The beat is a drill instrumental, produced by Chopsquad DJ.

== Music video ==
Bennett revealed to Uproxx that he was involved in the creation of each of his music videos, showcasing his strong creative ability in writing the scripts, including for the video of "Armed & Dangerous". Additionally, according to Respect, Bennett aimed to demonstrate, through this song and its music video, how the lessons he learned during his time incarcerated, shaped his worldview, even as a successful rapper.

The music video was released on January 11, 2021 on YouTube. It was directed by Jerry Productions, it features King Von in various locations: from his suburban residence, where he is seen doing everyday activities, such as taking a trash can to the curb while being observed from a distance by suspected law enforcement officers who view him as a menace; to a prison setting. In the latter, Von is shown wearing an orange jumpsuit, rapping to his cellmate and playing basketball with fellow inmates inside the prison courtyard.

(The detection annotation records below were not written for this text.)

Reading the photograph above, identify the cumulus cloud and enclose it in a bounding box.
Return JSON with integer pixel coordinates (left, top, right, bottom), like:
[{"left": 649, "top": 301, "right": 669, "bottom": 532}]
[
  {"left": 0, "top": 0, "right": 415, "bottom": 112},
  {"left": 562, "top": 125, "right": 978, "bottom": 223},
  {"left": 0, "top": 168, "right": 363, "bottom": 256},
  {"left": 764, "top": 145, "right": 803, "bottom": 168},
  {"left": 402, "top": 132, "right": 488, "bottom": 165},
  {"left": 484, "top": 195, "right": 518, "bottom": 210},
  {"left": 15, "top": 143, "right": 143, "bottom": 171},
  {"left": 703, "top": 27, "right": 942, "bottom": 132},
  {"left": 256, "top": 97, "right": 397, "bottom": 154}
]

"Armed & Dangerous" musical video reached over 1.7 million views in less than one day on YouTube.

King Von's original plan, as stated in his final Twitter post, was to release this music video on November 6, 2020. However, due to his passing, the video was instead released after the drop of the official video for "Wayne's Story", making it the second posthumous video of the artist and the eighth overall from the project.

== Critical reception ==
On January 4, 2021, iii Williams described the song as "a blunt and brutally open recount of the events and moments that have helped turn a young kid into a man with a past that he’s not necessarily proud of but doesn’t apologize for either." and also said that the dates and individuals referenced on the song effortlessly convey to the audience that Von is well aware of the consequences of his chosen lifestyle, and the costs associated with it; and that while the track is undeniably engaging, it vividly portrays a reality that may remain elusive or enigmatic to many.

== Charts ==

| Chart (2020) | Peak position |
|---|---|
| US Bubbling Under Hot 100 (Billboard) | 8 |

== Certifications ==

| Region | Certification | Certified units/sales |
| United States (RIAA) | Platinum | 1,000,000^{‡} |
^{‡} Sales+streaming figures based on certification alone.